Poor Things (2023) ★★★★

Poor Things


Brought back to life by an unorthodox scientist, a young woman runs off with a lawyer on a whirlwind adventure across the continents. Free from the prejudices of her times, she grows steadfast in her purpose to stand for equality and liberation.


While not considered a horror movie, there are enough dark, weird and macabre elements to this film to include it on my horror lists.

Poor Things is visionary, it’s surreal and an amazing motion picture. Directed by Yorgos Lanthimos, this may be—and arguably is—his best work to date. What struck me most is the visuals throughout this film: the colors, the Victorian scenery that oftentimes seems futuristic, and the different camera shots that make this film stand out as a truly unique work of art.

Emma Stone is truly groundbreaking in this film as she navigates such a simple, but complex character as Bella.
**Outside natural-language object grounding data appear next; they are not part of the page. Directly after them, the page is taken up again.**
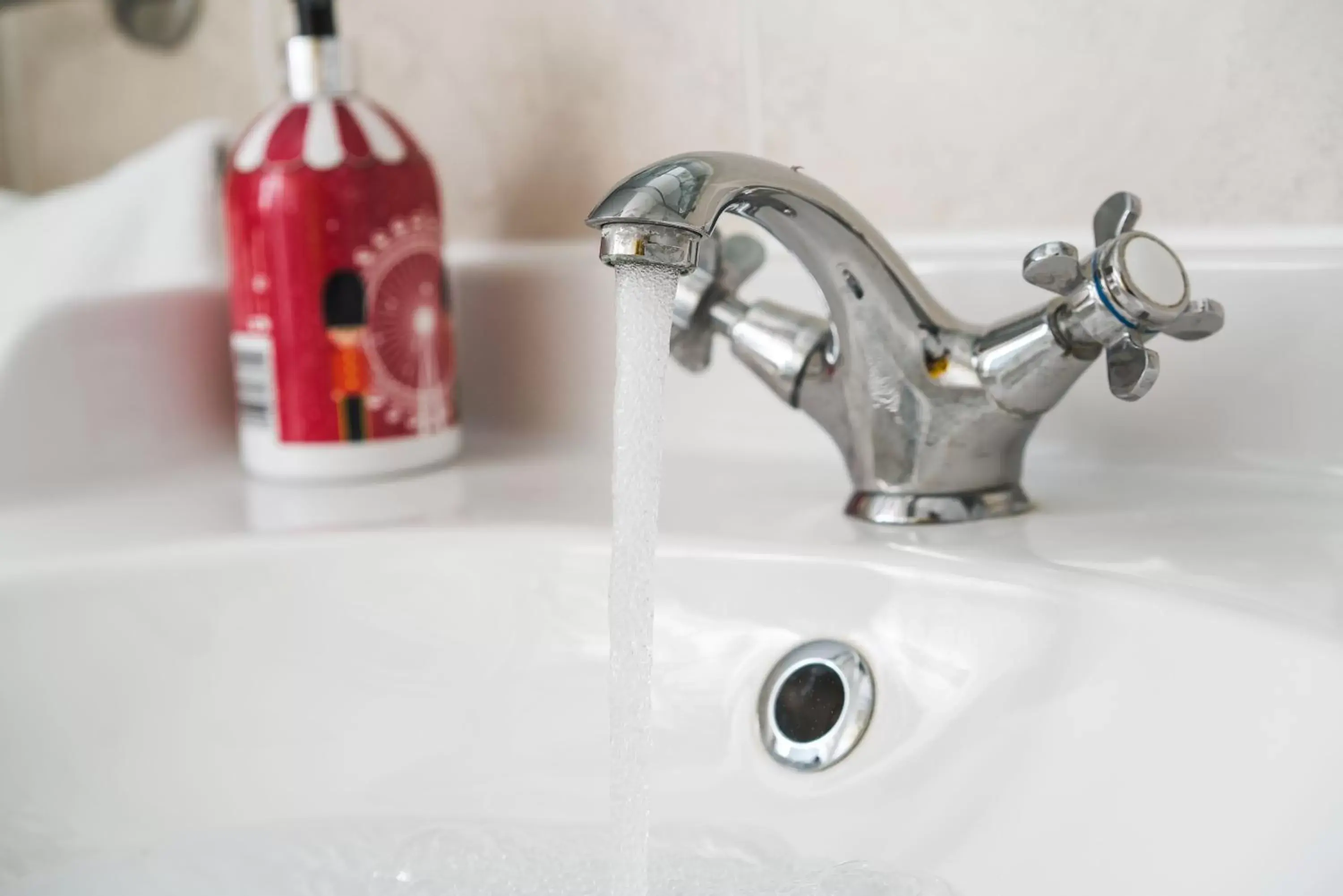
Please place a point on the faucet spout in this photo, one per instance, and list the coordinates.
(931, 414)
(691, 192)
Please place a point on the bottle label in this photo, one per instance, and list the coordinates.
(362, 351)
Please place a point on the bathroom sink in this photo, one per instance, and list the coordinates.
(1043, 725)
(1133, 690)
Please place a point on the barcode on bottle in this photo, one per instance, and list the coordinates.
(254, 378)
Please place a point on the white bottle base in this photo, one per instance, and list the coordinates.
(266, 457)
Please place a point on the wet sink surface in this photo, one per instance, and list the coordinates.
(1039, 729)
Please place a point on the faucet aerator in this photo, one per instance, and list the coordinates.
(640, 243)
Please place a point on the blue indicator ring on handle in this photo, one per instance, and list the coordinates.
(1104, 296)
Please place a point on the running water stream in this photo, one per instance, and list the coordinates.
(644, 297)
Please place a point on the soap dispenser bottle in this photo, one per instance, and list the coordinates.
(342, 328)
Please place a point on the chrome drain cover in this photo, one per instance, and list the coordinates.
(816, 706)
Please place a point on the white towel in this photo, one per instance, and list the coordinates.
(115, 321)
(148, 225)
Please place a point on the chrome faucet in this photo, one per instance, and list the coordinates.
(931, 414)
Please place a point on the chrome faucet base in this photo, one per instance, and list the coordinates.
(887, 508)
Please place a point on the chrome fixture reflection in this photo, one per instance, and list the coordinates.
(930, 413)
(816, 706)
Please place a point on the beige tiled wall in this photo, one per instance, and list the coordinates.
(930, 116)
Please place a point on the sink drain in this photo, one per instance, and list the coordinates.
(816, 706)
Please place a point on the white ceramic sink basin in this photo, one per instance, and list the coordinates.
(246, 688)
(1039, 730)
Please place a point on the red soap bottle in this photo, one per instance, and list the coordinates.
(342, 325)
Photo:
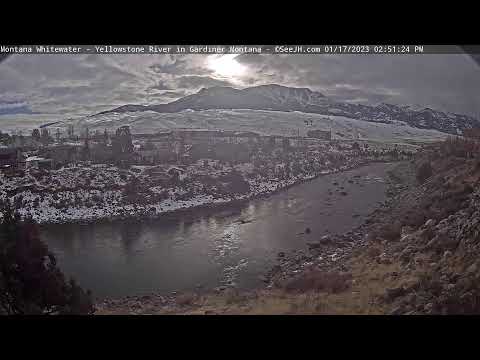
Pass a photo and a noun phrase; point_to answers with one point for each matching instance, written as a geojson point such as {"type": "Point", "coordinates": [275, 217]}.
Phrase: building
{"type": "Point", "coordinates": [37, 162]}
{"type": "Point", "coordinates": [10, 158]}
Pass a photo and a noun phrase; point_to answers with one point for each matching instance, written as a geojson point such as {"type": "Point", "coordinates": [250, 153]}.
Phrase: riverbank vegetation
{"type": "Point", "coordinates": [30, 281]}
{"type": "Point", "coordinates": [417, 255]}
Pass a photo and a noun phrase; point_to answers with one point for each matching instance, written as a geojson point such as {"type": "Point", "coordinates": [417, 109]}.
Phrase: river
{"type": "Point", "coordinates": [234, 246]}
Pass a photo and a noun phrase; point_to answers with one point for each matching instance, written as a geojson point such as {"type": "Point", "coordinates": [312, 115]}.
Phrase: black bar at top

You see the growth from her being brought back to life as she matures in her thoughts, speech and movements. How her ideals and perspectives of the world and people change.

What I was not anticipating was the amount of nudity and sex scenes involving Bella/Emma. Someone referred to the movie as ‘Porn Things’ and while the sex is not as extreme as in a porn movie, it does contain a shockingly amount of revealing fornification. Not a complaint from me, as I believe directors should be free to express such things openly and not try to water down their artistic visions for a PG-13 rating.
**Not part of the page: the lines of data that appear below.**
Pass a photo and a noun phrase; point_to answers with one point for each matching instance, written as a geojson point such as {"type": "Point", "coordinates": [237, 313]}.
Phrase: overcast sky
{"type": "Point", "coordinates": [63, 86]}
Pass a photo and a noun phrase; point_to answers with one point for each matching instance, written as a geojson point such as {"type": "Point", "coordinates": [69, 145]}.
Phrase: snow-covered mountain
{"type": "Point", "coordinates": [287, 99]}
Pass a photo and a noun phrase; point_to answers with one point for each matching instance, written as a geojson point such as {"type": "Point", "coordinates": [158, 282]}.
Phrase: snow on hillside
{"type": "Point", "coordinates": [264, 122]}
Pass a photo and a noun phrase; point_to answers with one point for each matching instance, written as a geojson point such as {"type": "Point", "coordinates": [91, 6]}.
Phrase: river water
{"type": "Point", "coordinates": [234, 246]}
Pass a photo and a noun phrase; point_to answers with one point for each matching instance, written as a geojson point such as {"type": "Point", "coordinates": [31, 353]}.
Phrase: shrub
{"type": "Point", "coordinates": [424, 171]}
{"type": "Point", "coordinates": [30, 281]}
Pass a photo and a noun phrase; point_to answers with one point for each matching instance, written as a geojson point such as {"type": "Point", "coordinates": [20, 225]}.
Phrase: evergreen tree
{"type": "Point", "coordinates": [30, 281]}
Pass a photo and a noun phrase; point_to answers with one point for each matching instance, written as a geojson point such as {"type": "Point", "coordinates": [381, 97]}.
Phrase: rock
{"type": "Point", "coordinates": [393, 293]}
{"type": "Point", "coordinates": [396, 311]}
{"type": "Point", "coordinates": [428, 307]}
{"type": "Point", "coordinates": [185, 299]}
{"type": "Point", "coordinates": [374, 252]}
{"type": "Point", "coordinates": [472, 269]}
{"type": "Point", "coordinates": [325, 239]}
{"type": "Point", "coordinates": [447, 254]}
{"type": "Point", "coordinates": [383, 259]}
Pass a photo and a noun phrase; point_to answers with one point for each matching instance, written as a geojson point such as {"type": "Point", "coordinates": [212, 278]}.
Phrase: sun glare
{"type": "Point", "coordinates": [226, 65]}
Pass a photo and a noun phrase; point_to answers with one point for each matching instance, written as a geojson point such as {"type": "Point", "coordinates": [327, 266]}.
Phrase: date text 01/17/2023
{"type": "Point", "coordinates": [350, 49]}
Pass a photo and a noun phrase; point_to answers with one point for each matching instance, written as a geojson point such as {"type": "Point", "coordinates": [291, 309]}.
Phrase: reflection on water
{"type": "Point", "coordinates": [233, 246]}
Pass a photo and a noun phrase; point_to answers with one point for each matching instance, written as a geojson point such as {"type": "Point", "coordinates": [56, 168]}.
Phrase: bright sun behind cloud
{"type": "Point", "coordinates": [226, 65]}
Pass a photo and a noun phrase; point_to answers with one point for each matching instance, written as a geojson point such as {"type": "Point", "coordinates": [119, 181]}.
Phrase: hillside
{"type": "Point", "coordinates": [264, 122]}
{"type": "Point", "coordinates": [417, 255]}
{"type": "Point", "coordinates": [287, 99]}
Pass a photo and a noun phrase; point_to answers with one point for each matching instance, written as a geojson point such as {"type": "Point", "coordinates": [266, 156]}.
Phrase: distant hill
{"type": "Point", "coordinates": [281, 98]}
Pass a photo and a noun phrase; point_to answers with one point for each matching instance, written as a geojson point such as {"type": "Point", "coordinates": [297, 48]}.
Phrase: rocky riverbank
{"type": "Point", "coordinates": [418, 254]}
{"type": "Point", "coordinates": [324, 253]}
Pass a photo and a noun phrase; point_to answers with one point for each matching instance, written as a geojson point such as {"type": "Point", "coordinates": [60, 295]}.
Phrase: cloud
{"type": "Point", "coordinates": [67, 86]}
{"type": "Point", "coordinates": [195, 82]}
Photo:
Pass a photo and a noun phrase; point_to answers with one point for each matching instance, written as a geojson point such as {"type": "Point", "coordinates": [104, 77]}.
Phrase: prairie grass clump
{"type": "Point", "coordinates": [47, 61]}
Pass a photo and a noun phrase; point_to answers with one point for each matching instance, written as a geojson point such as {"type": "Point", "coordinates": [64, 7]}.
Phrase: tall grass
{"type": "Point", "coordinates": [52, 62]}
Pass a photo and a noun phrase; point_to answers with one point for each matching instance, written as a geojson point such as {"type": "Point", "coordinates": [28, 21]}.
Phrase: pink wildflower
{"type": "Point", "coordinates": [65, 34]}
The main drawback of this film is its excessive duration. Nearly 2 1/2 hours is overly long for any movie, especially for one with such surreal and distinctive qualities. Top filmmakers often become overly attached to their vision, struggling to determine when to stop or set limits. Similarly to authors who compose 500-page novels, this stems from a fondness for their own work rather than improving the narrative. Poor Things lingers excessively in the distinct world it builds, extending beyond what is truly essential.

Poor Things is a must-see for film enthusiasts. While some may not enjoy it, many will still gain a deep appreciation for the art of filmmaking.